RUSH: Now, this is just pure politics. You have precedent out there in many other parts of the country. I’d go to the school and say, ‘I don’t want my kid watching this. This is not education. This is a political issue, and you are not presenting both sides of it, and until you present both sides of it I don’t want my kid seeing it.’

CALLER: All righty. It’s just hard to believe, and even my fourth grader came home with a global warming worksheet he had to do.

RUSH: Global warming…worksheet.

CALLER: Worksheet, yes.

RUSH: I know. This is an indoctrination that’s happening out there with this. Young people are impressionable. You tell them that the polar bears are dying and they start crying and having nightmares.

CALLER: Yeah, he came home with a picture of the bowler bear on the ice floe.

RUSH: Yeah, and that’s a total hoax picture, Diane.

CALLER: I learned that from you.

RUSH: Yes. In fact, I’ll tell you what. I’ll have Koko put that whole thing back up on the website today so you don’t have to search for it and find it.

CALLER: That would be great.

RUSH: In fact we’ll put a whole new global warming segment on the website this weekend so that you and the woman in Chicago can get educated. That’s the best thing to do: just research the encyclopedia that’s my website and you’ll be armed for battle no matter who you run up against.

CALLER: Well, that’s what you’re great for.

RUSH: I appreciate it. Well, and many other things, too, but I’ll accept that.

CALLER: And thank you for what you’re doing for the Cure-A-Thon. I appreciate that, too.

RUSH: Thank you. Thanks very much. I appreciate it, Diane.

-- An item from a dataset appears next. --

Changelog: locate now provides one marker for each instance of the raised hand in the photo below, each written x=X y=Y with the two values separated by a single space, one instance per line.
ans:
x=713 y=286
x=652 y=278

RUSH: We just got a call. This is for Diane out in Oregon. Her kid has just told that he’s gotta go see An Inconvenient Truth. This is good. This is great, Diane. We got a phone call from a parent who said, ‘My kid had to go do this, and the kids themselves have found a way to thwart the effort of the school to indoctrinate them on this. A kid in his class took a universal remote in and kept changing the TV channel. They had a bunch of TVs set up for them to watch it in class, and they just kept changing the TV channel to MTV or something else or switching it off to a black screen when they didn’t want to watch it.’ I don’t know if the kid got caught or not, but it would be worth it. He did not get caught? They couldn’t find who had the universal remote? Oh, the kid got away with it! So that’s probably the best piece of advice. Have the kids take matters in their own hands and show that they’re not going to be indoctrinated this way. (interruption) Wait ’til the ‘educators’ get hold of me? I’m just giving the advice I gave myself when I was a kid. Classes I hated, I found ways to disrupt ’em. Well, I’m not going to waste time here telling you. Wait ’til you tell you what I did in my shop class. Oh, I’ve never admitted this. Ooh. (Laughing.) Oh-ho-ho! No, I was the king of pranks, but our pranks back then nothing compared to what goes on in schools today, obviously. (sigh) Oh, man, it was fun. The kids can take matters in their own hands here.